Asp Forum - identifying and parsing string in text file

Bryan.Fodness@gmail.com

3/8/2008 7:50:00 PM

I have a large file that has many lines like this,

<element tag="300a,0014" vr="CS" vm="1" len="4"
name="DoseReferenceStructureType">SITE</element>

I would like to identify the line by the tag (300a,0014) and then grab
the name (DoseReferenceStructureType) and value (SITE).

I would like to create a file that would have the structure,

DoseReferenceStructureType = Site
...
...

Also, there is a possibility that there are multiple lines with the
same tag, but different values. These all need to be recorded.

So far, I have a little bit of code to look at everything that is
available,

for line in open(str(sys.argv[1])):
i_line = line.split()
if i_line:
if i_line[0] == "<element":
a = i_line[1]
b = i_line[5]
print "%s | %s" %(a, b)

but do not see a clever way of doing what I would like.

Any help or guidance would be appreciated.

Bryan

4 Answers

Bernard

3/8/2008 8:02:00 PM

Hey Brian,

It seems the text you are trying to parse is similar to XML/HTML.
So I'd use BeautifulSoup[1] if I were you :)

here's a sample code for your scraping case:

from BeautifulSoup import BeautifulSoup

<python>

# assume the s variable has your text
s = "whatever xml or html here"
# turn it into a tasty & parsable soup :)
soup = BeautifulSoup(s)
# for every element tag in the soup
for el in soup.findAll("element"):
# print out its tag & name attribute plus its inner value!
print el["tag"], el["name"], el.string

</python>

that's it!

[1] http://www.crummy.com/software/Beau...

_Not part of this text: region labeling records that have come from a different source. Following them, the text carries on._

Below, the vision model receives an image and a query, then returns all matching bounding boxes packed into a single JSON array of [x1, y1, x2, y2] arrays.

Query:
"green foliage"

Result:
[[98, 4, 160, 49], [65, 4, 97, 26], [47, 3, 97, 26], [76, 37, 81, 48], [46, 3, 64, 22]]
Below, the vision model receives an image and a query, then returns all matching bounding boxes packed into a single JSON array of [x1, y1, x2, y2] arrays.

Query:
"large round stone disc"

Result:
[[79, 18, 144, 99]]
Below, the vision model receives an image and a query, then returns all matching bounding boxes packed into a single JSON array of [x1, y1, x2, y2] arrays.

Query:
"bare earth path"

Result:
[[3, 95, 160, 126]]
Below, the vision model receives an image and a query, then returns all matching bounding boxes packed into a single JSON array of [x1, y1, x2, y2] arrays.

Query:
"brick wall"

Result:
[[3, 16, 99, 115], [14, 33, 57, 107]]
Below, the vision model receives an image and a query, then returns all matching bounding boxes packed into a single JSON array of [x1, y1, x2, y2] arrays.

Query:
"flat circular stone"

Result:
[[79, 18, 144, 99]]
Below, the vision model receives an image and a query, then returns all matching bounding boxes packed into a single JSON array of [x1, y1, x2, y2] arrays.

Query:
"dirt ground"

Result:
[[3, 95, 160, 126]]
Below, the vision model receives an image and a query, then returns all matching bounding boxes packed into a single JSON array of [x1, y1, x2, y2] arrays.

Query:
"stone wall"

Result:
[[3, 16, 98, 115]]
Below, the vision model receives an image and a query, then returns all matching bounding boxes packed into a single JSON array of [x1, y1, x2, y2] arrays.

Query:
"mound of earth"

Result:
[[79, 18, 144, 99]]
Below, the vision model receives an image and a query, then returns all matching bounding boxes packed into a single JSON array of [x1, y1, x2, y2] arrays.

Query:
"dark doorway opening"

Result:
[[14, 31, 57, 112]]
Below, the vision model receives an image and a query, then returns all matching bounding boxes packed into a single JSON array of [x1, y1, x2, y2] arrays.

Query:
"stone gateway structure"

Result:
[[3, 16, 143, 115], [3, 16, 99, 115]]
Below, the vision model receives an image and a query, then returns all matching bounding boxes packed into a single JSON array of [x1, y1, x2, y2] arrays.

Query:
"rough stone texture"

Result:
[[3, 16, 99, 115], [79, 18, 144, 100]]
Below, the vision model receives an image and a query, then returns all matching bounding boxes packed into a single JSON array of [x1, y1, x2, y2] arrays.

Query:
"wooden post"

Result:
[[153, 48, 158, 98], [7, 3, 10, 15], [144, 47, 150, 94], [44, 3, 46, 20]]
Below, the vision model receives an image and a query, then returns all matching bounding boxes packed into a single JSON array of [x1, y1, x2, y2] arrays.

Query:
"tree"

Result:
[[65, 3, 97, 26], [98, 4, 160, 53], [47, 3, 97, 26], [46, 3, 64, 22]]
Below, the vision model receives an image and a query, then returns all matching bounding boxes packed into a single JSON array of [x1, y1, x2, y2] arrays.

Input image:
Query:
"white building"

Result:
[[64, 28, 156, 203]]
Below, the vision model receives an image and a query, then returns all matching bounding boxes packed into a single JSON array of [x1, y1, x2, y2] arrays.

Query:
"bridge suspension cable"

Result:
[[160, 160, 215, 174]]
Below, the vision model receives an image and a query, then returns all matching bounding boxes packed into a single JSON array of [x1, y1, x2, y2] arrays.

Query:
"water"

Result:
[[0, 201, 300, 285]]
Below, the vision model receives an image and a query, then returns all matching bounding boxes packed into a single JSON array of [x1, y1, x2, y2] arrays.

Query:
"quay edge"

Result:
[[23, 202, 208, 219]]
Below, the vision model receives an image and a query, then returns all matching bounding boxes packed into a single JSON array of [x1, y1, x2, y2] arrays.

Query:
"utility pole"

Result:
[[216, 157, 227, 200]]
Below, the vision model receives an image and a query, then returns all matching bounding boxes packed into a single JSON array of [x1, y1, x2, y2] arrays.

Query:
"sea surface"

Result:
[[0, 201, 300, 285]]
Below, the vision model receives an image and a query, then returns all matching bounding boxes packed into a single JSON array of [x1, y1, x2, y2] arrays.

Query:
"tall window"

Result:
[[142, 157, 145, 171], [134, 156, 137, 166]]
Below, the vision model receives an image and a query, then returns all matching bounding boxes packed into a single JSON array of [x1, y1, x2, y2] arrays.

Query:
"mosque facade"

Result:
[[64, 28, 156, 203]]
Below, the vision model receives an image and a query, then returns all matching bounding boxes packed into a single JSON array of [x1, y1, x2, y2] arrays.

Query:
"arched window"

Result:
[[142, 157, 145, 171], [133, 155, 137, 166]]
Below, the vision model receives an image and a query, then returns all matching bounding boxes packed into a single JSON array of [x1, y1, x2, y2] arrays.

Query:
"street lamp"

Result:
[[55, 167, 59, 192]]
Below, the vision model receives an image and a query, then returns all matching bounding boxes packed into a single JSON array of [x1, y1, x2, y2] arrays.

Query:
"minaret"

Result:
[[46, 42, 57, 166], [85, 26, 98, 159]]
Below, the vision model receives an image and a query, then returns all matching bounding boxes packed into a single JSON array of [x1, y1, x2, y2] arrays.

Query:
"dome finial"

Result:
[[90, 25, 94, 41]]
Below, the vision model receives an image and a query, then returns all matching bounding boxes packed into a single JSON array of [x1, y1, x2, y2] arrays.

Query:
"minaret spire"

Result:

On 8 mar, 14:49, "Bryan.Fodn...@gmail.com" <Bryan.Fodn...@gmail.com>
wrote:
> I have a large file that has many lines like this,
>
> <element tag="300a,0014" vr="CS" vm="1" len="4"
> name="DoseReferenceStructureType">SITE</element>
>
> I would like to identify the line by the tag (300a,0014) and then grab
> the name (DoseReferenceStructureType) and value (SITE).
>
> I would like to create a file that would have the structure,
>
> DoseReferenceStructureType = Site
> ...
> ...
>
> Also, there is a possibility that there are multiple lines with the
> same tag, but different values. These all need to be recorded.
>
> So far, I have a little bit of code to look at everything that is
> available,
>
> for line in open(str(sys.argv[1])):
> i_line = line.split()
> if i_line:
> if i_line[0] == "<element":
> a = i_line[1]
> b = i_line[5]
> print "%s | %s" %(a, b)
>
> but do not see a clever way of doing what I would like.
>
> Any help or guidance would be appreciated.
>
> Bryan

Nemesis

3/8/2008 8:03:00 PM

Bryan.Fodness@gmail.com wrote:

> I have a large file that has many lines like this,
>
> <element tag="300a,0014" vr="CS" vm="1" len="4"
> name="DoseReferenceStructureType">SITE</element>
>
> I would like to identify the line by the tag (300a,0014) and then grab
> the name (DoseReferenceStructureType) and value (SITE).
>
> I would like to create a file that would have the structure,
>
> DoseReferenceStructureType = Site
> ...
> ...

You should try with Regular Expressions or if it is something like xml there
is for sure a library you can you to parse it ...
anyway you can try something simpler like this:

elem_dic=dict()
for line in open(str(sys.argv[1])):
line_splitted=line.split()
for item in line_splitted:
item_splitted=item.split("=")
if len(item_splitted)>1:
elem_dic[item_splitted[0]]=item_splitted[1]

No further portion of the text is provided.